By WECT Staff | March 25, 2021 at 3:05 PM EDT – Updated March 26 at 1:52 PM
WILMINGTON, N.C. (WECT) – The man found guilty of setting a fire that killed a young girl and her great aunt just before Christmas in 2014 was sentenced Friday in a New Hanover County courtroom.
Harry Davis was found guilty of one count of first-degree arson, two counts of first-degree murder, and three counts of attempted first-degree murder Thursday.
On Friday, Davis received two life without parole sentences for the two counts of first-degree murders. The life sentences are to be served concurrently. He also was sentenced to 207-261 months for each of his attempted murder charges.
Davis was accused of dousing the house on Lingo Street in gasoline and lighting it on fire in the early morning hours, while five people slept inside.
District Attorney Ben David said this was a very tough case as many fire scenes don’t have DNA and fingerprints, so circumstantial evidence was key to the result.
“What this really pointed out, more than anything, is that we live in a world where, at our best, there’s bravery and kindness and selfless sacrifice. And at our worst, we are cruel, we are selfish, and we are people who sometimes do things to others that are unimaginable,” said David. “The defendant is right where he should be, which is in a prison cell and he’s never getting out. But when I talk about the bravery, when I talk about the selfless sacrifice, of course I’m referring to the first responding officers who save lives; of course, I’m referring to the Wilmington Fire Department.”
Fourteen-year-old Makayla Pickett, who was blind and autistic, was never able to escape the house. Firefighters later found her on the living room floor.
Her great aunt, 51-year-old Pamela Pickett, got out of the home, but lost consciousness shortly after making it to the grass. First responders administered CPR, but she died just outside the home.

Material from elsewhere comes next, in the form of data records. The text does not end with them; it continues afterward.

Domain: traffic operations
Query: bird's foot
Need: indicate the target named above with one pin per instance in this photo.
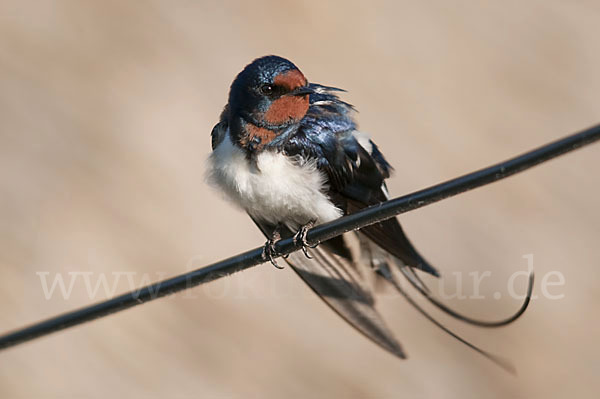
(300, 237)
(269, 251)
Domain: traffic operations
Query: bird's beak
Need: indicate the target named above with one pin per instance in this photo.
(302, 91)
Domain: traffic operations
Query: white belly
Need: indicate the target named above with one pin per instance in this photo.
(279, 189)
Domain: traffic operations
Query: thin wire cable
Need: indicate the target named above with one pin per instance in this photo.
(316, 235)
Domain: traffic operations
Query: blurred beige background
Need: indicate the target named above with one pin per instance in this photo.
(105, 114)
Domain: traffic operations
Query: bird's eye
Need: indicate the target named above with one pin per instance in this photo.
(267, 90)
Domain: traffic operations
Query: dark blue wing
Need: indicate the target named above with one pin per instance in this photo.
(355, 172)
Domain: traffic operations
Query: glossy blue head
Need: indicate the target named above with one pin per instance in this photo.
(268, 96)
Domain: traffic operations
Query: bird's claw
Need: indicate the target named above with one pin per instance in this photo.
(300, 237)
(269, 252)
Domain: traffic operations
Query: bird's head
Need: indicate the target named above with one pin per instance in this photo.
(266, 99)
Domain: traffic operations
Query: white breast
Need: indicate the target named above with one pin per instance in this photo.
(278, 189)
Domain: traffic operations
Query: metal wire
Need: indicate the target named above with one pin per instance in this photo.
(368, 216)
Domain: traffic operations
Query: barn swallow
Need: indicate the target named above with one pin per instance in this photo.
(289, 153)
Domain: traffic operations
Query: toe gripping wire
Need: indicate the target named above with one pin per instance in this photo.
(414, 280)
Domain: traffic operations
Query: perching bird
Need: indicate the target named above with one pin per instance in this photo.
(288, 152)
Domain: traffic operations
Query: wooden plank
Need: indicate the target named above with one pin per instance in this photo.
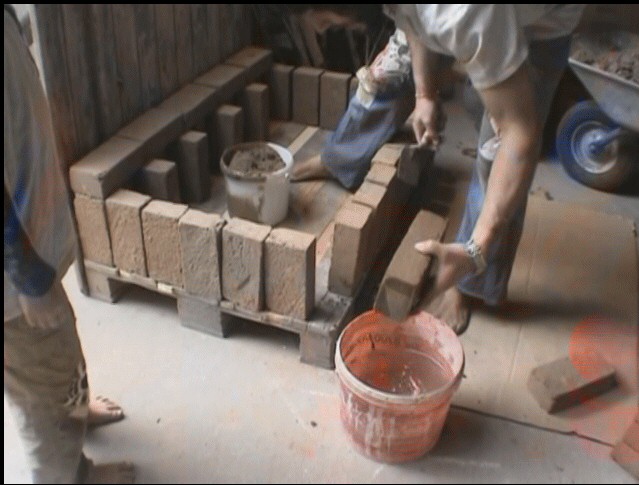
(184, 43)
(104, 67)
(226, 41)
(147, 55)
(127, 61)
(166, 49)
(200, 37)
(56, 77)
(214, 33)
(83, 102)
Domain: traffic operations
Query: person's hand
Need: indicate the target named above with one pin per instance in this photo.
(428, 121)
(454, 263)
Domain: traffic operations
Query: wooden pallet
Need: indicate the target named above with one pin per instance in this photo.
(313, 206)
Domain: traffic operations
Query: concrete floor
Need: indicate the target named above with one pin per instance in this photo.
(244, 409)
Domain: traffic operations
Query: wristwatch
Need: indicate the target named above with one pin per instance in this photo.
(474, 251)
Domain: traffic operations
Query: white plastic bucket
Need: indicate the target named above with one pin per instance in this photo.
(259, 198)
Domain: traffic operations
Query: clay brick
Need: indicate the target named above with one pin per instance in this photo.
(191, 154)
(388, 154)
(203, 316)
(230, 126)
(93, 228)
(627, 458)
(350, 262)
(289, 271)
(159, 179)
(334, 88)
(255, 61)
(403, 281)
(107, 168)
(194, 102)
(243, 263)
(125, 227)
(280, 84)
(413, 161)
(381, 174)
(200, 243)
(162, 241)
(306, 85)
(155, 129)
(227, 81)
(255, 102)
(376, 197)
(560, 384)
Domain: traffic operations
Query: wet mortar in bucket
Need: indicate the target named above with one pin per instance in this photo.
(397, 382)
(256, 176)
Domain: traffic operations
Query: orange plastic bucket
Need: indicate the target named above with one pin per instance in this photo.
(397, 381)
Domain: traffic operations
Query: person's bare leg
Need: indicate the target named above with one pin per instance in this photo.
(103, 411)
(118, 472)
(452, 307)
(310, 169)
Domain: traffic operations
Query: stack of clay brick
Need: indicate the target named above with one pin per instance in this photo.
(131, 192)
(366, 221)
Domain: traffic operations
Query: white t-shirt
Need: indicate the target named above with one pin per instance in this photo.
(489, 40)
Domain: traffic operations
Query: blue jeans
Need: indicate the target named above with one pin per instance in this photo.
(364, 129)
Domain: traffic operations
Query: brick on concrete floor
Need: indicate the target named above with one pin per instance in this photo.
(289, 272)
(255, 61)
(155, 129)
(243, 263)
(194, 102)
(349, 260)
(255, 102)
(567, 382)
(93, 228)
(203, 316)
(334, 89)
(162, 241)
(403, 281)
(159, 179)
(306, 86)
(413, 161)
(230, 127)
(227, 81)
(375, 196)
(200, 243)
(124, 213)
(389, 154)
(102, 287)
(381, 174)
(280, 80)
(191, 154)
(107, 168)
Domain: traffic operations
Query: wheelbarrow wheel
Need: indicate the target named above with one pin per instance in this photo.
(604, 169)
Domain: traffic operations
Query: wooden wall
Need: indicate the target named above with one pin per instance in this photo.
(105, 64)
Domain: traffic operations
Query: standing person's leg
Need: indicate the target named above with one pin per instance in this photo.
(547, 60)
(46, 387)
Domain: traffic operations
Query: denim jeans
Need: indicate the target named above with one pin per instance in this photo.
(367, 125)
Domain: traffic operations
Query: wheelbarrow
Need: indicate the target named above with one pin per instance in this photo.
(597, 140)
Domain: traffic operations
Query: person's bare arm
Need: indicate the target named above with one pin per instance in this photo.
(511, 105)
(427, 116)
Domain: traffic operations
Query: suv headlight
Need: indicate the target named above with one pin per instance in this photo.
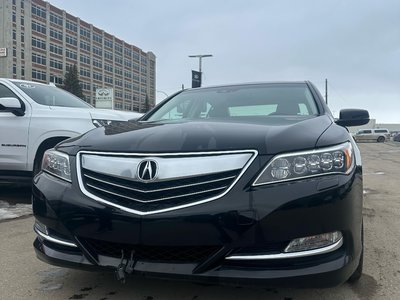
(297, 165)
(57, 163)
(101, 122)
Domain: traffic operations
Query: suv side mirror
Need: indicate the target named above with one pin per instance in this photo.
(353, 117)
(13, 105)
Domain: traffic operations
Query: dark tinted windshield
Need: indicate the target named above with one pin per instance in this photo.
(233, 102)
(50, 95)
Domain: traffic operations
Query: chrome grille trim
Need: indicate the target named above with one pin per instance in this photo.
(157, 190)
(159, 199)
(253, 155)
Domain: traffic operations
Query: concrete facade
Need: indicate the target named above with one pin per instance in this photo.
(42, 42)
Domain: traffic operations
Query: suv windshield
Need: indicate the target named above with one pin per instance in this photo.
(50, 95)
(234, 102)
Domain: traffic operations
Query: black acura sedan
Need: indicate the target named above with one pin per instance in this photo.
(251, 184)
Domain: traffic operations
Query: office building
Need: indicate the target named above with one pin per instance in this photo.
(39, 42)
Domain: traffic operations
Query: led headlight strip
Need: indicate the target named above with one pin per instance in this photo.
(297, 165)
(57, 163)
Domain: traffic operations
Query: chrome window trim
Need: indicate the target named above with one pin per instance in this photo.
(150, 155)
(298, 254)
(54, 240)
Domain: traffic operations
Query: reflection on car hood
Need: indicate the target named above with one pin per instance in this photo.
(273, 136)
(108, 114)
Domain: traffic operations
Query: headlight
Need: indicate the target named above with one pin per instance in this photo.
(101, 122)
(57, 164)
(333, 160)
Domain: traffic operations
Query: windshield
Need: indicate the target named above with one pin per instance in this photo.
(234, 102)
(50, 95)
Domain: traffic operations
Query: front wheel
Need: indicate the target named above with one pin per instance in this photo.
(381, 139)
(358, 272)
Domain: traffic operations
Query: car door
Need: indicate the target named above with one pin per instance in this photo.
(13, 134)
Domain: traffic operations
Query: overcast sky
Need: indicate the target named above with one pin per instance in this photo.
(354, 44)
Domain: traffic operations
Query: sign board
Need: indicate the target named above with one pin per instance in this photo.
(3, 52)
(105, 98)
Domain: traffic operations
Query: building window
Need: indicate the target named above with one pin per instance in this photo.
(118, 71)
(71, 26)
(136, 56)
(97, 51)
(71, 40)
(71, 54)
(108, 43)
(108, 55)
(118, 59)
(108, 67)
(38, 11)
(85, 32)
(97, 76)
(38, 27)
(85, 59)
(85, 85)
(56, 34)
(118, 48)
(97, 38)
(56, 49)
(84, 72)
(85, 46)
(56, 19)
(37, 74)
(57, 64)
(56, 79)
(38, 43)
(38, 59)
(97, 63)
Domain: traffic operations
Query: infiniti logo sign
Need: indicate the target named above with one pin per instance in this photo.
(147, 170)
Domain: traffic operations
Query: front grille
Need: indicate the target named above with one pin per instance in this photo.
(156, 195)
(153, 253)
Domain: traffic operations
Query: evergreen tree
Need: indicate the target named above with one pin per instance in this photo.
(71, 82)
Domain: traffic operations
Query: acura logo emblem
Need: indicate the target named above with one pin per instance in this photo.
(147, 170)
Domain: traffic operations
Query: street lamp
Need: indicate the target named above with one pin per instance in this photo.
(200, 56)
(196, 76)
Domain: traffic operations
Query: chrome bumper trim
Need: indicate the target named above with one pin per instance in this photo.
(298, 254)
(52, 239)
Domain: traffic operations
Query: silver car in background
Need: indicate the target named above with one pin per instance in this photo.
(379, 135)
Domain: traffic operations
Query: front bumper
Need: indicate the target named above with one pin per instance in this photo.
(244, 222)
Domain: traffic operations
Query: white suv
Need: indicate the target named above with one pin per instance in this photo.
(35, 117)
(379, 135)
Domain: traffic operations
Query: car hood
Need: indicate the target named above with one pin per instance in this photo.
(273, 136)
(108, 114)
(96, 113)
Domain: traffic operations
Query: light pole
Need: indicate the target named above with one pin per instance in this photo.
(200, 57)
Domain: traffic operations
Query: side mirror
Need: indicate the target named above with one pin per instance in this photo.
(11, 104)
(353, 117)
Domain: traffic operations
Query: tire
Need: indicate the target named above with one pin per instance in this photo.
(358, 272)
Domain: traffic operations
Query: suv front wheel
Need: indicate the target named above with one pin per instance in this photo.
(381, 139)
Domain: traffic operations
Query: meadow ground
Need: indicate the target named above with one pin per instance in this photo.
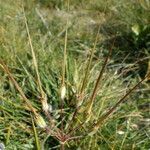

“If it wasn’t for Pamela Pickett, who died of a heart attack in her front yard by calling 911 when she did. And, if it wasn’t for Mikayla Pickett, an autistic, blind child, who knocked on the doors of all of her relatives to wake them up, we would’ve had more fatalities,” said David. “So when we talk about bravery, when we talk about sacrifice, when I say that there’s real heroism involved, the people we really need to honor are the ones that we’ll never get to meet but that we spoke for in this court.
“It has been a long road to get to this point — one where the Pickett family has had to exercise a tremendous amount of patience and I compliment them for it,” said David.